# I passed :D



## tashax (Jun 25, 2011)

I passed my home visit by derby ferret rescue today!! Im picking up my new albino jill kit tomorrow, so everyone be ready for lots of ferrety pics of little gracie


----------



## Lil Miss (Dec 11, 2010)

oooh yaaaaay cant wait for pics, i would love a ferret one day


----------



## tashax (Jun 25, 2011)

She is going to be my first  she was found at 6 weeks in a local park  but she is 9 weeks now and she is eating really well, whole chicks so will be carrying that on i think cant wait


----------



## Allicat (Jun 22, 2011)

Congrats!!!

My two 10 week old boys are arriving tomorrow evening (Rescue are doing the home check tomorrow and will leave the kits if I pass)

Just a quick question - will you be getting a second?


----------



## tashax (Jun 25, 2011)

Yea i have to get a second otherwise the rescue will take gracie lou off me because they dont normally home just 1 they usually go in pairs,(was planning on getting a couple more anyway ) but as they dont have any in her age atm i am waiting for one to come in. Hoping for another girl  going to register her at my vets tomorrow, i want to get her nuetured asap, my vets said they can do her at 6 months which will work out the end of october/early november so it will be before she comes into heat so wont need a jill jab.
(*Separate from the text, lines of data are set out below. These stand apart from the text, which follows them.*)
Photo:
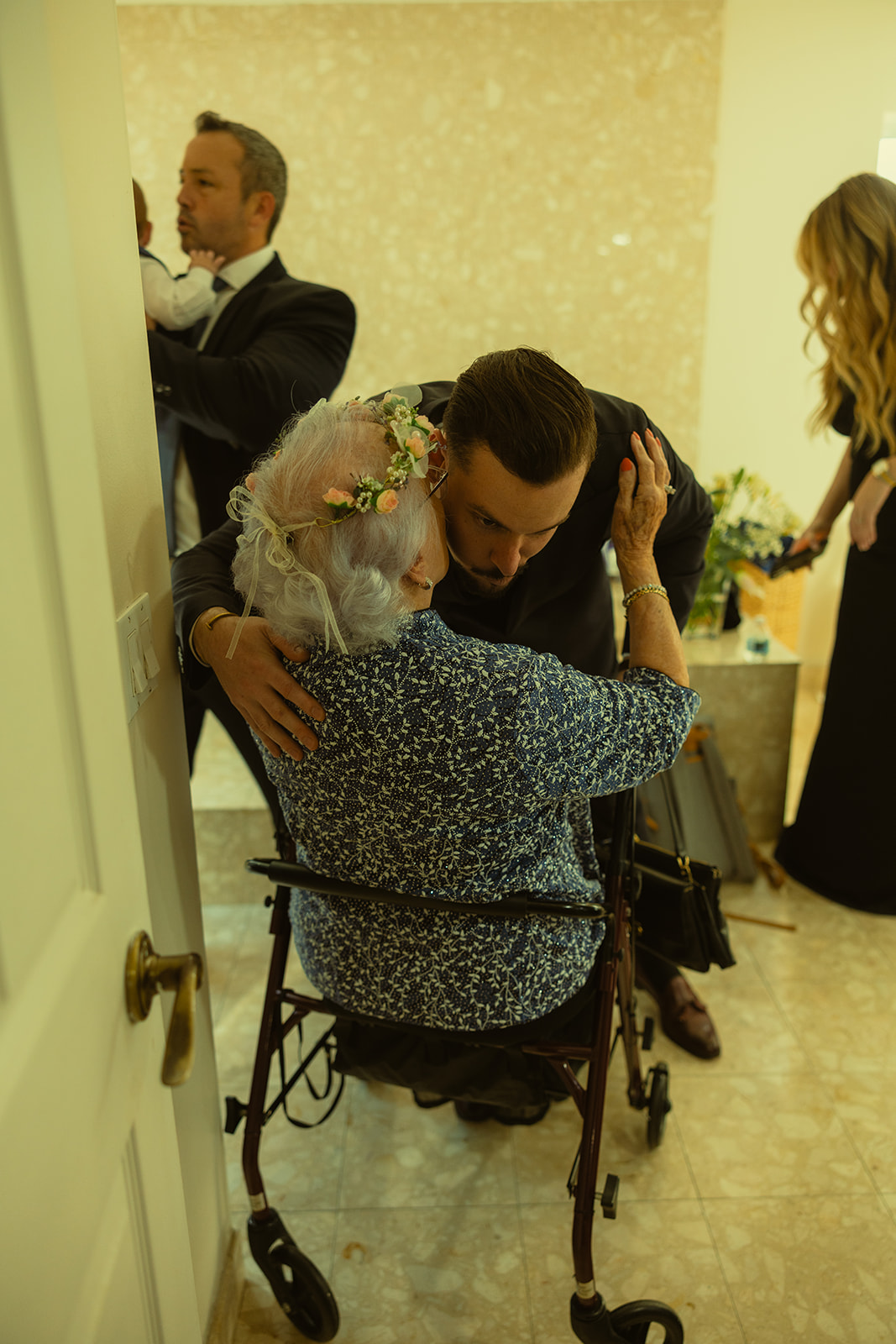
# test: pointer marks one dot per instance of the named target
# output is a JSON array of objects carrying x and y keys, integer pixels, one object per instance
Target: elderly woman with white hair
[{"x": 448, "y": 766}]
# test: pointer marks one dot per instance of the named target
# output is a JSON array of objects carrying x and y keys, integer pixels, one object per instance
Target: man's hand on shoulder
[{"x": 257, "y": 682}]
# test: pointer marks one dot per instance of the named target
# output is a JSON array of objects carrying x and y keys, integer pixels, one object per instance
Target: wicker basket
[{"x": 778, "y": 600}]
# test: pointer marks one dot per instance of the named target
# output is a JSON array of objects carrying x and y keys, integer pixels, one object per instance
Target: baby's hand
[{"x": 206, "y": 260}]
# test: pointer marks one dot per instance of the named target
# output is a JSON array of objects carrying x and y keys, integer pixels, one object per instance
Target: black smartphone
[{"x": 785, "y": 564}]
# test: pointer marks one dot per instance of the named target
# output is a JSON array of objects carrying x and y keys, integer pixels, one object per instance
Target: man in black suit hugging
[{"x": 270, "y": 347}]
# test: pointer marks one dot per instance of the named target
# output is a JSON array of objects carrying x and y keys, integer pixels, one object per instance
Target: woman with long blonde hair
[{"x": 840, "y": 843}]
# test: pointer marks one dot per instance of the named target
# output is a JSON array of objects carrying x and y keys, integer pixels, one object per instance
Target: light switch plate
[{"x": 139, "y": 662}]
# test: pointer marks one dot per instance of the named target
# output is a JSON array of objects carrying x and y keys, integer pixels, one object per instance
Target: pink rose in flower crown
[{"x": 338, "y": 499}]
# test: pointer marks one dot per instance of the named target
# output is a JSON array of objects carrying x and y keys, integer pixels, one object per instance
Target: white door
[{"x": 93, "y": 1231}]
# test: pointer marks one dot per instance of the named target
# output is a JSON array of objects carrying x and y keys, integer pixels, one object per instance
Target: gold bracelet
[{"x": 641, "y": 591}]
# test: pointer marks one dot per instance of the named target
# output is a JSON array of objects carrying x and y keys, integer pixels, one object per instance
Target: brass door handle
[{"x": 145, "y": 974}]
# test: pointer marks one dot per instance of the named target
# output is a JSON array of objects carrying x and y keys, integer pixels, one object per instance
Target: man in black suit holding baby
[{"x": 270, "y": 347}]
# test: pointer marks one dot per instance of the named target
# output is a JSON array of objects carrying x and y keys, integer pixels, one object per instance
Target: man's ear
[{"x": 262, "y": 212}]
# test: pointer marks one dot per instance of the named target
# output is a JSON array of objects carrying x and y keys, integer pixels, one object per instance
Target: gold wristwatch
[{"x": 882, "y": 470}]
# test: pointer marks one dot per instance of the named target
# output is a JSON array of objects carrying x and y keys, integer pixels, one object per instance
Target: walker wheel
[
  {"x": 658, "y": 1104},
  {"x": 633, "y": 1321},
  {"x": 296, "y": 1283},
  {"x": 305, "y": 1294}
]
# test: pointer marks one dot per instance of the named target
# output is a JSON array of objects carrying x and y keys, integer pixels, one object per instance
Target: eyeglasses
[{"x": 441, "y": 480}]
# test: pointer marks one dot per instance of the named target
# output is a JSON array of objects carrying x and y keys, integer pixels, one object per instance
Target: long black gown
[{"x": 842, "y": 843}]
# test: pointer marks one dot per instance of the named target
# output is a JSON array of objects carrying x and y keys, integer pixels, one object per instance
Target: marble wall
[{"x": 473, "y": 175}]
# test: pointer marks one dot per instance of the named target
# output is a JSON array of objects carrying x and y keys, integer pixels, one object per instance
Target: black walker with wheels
[{"x": 298, "y": 1287}]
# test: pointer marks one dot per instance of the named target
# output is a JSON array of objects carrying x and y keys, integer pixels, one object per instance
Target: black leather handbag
[{"x": 678, "y": 902}]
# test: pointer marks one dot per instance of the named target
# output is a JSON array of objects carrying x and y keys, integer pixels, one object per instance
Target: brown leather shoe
[{"x": 684, "y": 1018}]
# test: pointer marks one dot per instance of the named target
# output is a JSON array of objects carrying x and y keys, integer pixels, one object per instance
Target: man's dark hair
[
  {"x": 262, "y": 168},
  {"x": 537, "y": 418}
]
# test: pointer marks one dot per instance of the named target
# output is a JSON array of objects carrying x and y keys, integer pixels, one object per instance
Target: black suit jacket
[
  {"x": 278, "y": 347},
  {"x": 562, "y": 604}
]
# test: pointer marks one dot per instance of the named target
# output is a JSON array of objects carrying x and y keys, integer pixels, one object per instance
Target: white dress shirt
[{"x": 237, "y": 273}]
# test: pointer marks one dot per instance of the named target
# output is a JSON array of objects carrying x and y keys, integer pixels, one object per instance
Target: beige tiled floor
[{"x": 766, "y": 1216}]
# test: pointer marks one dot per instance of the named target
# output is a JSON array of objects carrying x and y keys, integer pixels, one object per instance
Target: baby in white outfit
[{"x": 174, "y": 302}]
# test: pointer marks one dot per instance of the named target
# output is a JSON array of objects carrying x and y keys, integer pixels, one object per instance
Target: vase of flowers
[{"x": 750, "y": 523}]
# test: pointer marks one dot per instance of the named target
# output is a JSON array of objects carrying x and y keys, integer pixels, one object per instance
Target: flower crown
[{"x": 414, "y": 437}]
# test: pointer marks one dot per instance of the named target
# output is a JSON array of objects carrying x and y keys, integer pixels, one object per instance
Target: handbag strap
[{"x": 674, "y": 823}]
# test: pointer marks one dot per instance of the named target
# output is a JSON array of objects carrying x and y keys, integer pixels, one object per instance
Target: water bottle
[{"x": 758, "y": 640}]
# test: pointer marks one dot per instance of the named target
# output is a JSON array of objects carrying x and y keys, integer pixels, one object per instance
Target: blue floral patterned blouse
[{"x": 454, "y": 768}]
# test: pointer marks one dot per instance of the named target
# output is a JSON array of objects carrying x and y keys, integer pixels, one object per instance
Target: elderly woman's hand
[{"x": 637, "y": 517}]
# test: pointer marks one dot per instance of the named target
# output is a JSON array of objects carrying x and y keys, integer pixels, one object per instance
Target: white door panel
[{"x": 93, "y": 1238}]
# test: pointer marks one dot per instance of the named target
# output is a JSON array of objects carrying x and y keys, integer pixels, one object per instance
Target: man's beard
[{"x": 479, "y": 586}]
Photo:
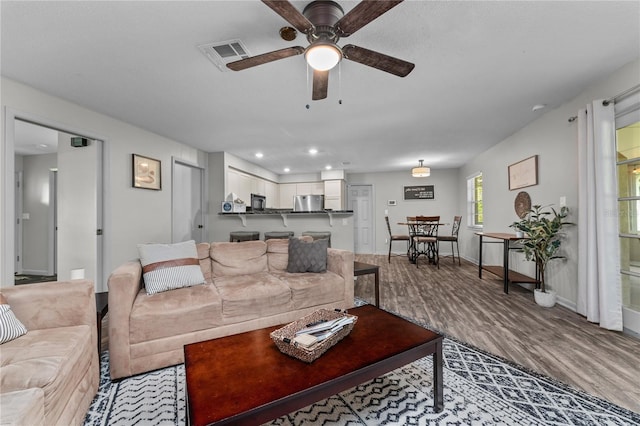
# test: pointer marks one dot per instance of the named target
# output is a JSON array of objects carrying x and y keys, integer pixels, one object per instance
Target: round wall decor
[{"x": 522, "y": 204}]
Got 100 day old chicks being delivered tuesday so i may need to clear some space in the freezer

Whats your boys called?? What you planning on feeding them?? Are they living outside or inside??

Ooooo i cant wait


----------



## Allicat (Jun 22, 2011)

Fabulous - sounds like you've got it all thought out there!
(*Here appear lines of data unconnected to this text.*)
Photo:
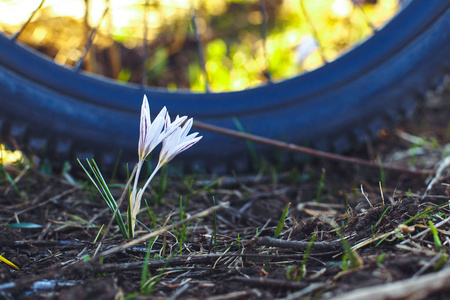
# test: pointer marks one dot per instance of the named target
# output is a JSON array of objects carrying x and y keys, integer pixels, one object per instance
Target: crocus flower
[
  {"x": 151, "y": 134},
  {"x": 173, "y": 145},
  {"x": 177, "y": 142}
]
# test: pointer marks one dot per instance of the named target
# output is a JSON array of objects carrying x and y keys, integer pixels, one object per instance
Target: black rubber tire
[{"x": 64, "y": 114}]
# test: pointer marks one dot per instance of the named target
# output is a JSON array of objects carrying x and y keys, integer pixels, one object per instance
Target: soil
[{"x": 66, "y": 256}]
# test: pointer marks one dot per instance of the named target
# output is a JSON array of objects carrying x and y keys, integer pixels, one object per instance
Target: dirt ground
[{"x": 391, "y": 243}]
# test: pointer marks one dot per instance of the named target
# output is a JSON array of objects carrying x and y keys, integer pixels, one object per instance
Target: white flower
[
  {"x": 151, "y": 134},
  {"x": 177, "y": 142}
]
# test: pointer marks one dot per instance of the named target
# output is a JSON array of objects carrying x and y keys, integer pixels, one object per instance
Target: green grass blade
[
  {"x": 103, "y": 189},
  {"x": 282, "y": 220}
]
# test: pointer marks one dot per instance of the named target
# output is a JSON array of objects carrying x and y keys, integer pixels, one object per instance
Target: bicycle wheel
[{"x": 66, "y": 114}]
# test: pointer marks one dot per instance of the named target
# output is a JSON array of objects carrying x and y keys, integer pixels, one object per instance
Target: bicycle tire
[{"x": 64, "y": 114}]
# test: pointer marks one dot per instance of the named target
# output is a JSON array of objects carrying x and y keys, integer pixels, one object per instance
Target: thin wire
[
  {"x": 144, "y": 45},
  {"x": 16, "y": 35},
  {"x": 89, "y": 42},
  {"x": 313, "y": 30},
  {"x": 201, "y": 54},
  {"x": 262, "y": 11}
]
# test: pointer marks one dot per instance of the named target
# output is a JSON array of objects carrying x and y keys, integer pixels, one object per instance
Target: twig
[
  {"x": 163, "y": 230},
  {"x": 309, "y": 151},
  {"x": 263, "y": 281},
  {"x": 332, "y": 246},
  {"x": 413, "y": 288}
]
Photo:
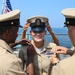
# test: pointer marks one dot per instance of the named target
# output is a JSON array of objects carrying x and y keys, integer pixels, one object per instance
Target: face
[
  {"x": 14, "y": 33},
  {"x": 38, "y": 36}
]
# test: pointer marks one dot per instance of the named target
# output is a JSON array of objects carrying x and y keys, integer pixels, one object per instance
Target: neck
[{"x": 39, "y": 44}]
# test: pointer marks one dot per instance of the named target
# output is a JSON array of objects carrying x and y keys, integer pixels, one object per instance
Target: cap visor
[{"x": 38, "y": 29}]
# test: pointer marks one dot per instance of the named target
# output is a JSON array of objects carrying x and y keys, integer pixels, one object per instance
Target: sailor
[
  {"x": 9, "y": 25},
  {"x": 43, "y": 49},
  {"x": 66, "y": 66}
]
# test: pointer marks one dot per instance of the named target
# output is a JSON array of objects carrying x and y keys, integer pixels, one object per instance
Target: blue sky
[{"x": 49, "y": 8}]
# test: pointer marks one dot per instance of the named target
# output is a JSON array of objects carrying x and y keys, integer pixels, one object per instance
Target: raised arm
[
  {"x": 25, "y": 28},
  {"x": 21, "y": 42},
  {"x": 55, "y": 39}
]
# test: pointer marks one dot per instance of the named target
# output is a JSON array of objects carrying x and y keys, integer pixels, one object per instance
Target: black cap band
[{"x": 15, "y": 22}]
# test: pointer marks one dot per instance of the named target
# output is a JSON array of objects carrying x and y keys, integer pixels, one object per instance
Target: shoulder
[{"x": 66, "y": 63}]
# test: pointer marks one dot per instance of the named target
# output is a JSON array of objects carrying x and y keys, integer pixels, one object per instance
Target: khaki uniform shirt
[
  {"x": 9, "y": 63},
  {"x": 65, "y": 67},
  {"x": 42, "y": 59}
]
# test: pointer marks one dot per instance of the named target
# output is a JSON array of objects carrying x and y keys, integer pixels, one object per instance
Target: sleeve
[
  {"x": 16, "y": 69},
  {"x": 57, "y": 70}
]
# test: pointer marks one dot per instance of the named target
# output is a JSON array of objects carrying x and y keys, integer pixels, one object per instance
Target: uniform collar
[{"x": 5, "y": 45}]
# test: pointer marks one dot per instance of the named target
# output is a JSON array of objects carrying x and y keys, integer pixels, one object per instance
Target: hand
[
  {"x": 31, "y": 50},
  {"x": 24, "y": 41},
  {"x": 61, "y": 50},
  {"x": 26, "y": 26},
  {"x": 54, "y": 59}
]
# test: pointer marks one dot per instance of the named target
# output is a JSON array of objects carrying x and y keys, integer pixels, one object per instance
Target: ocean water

The DOCs sound great (although I've heard that you need to feed them as part of a varied diet, as alone they don't provide everything your fert needs) My boys'll be eating ferret kibble, but also raw mince, and raw chicken (on the bone) so they ought to get a well rounded diet out of that.

I've got a hutch and run out in the garden, on a patio-slab base, which is where they will be living. I also have an indoor cage for really nasty weather/sickness/etc.

Like you, I'm aiming for neutering in the wintertime; November/December (although Xmas does mean November's better on the wallet)

The boys (two light sandies; absolutely gorgeous) will probably be called Kip and Flynn, unless they dramatically don't suit the names.


----------



## tashax (Jun 25, 2011)

We are sooooo setting up a thread to compare pics and how they are growing 

Your boys sound lovely


----------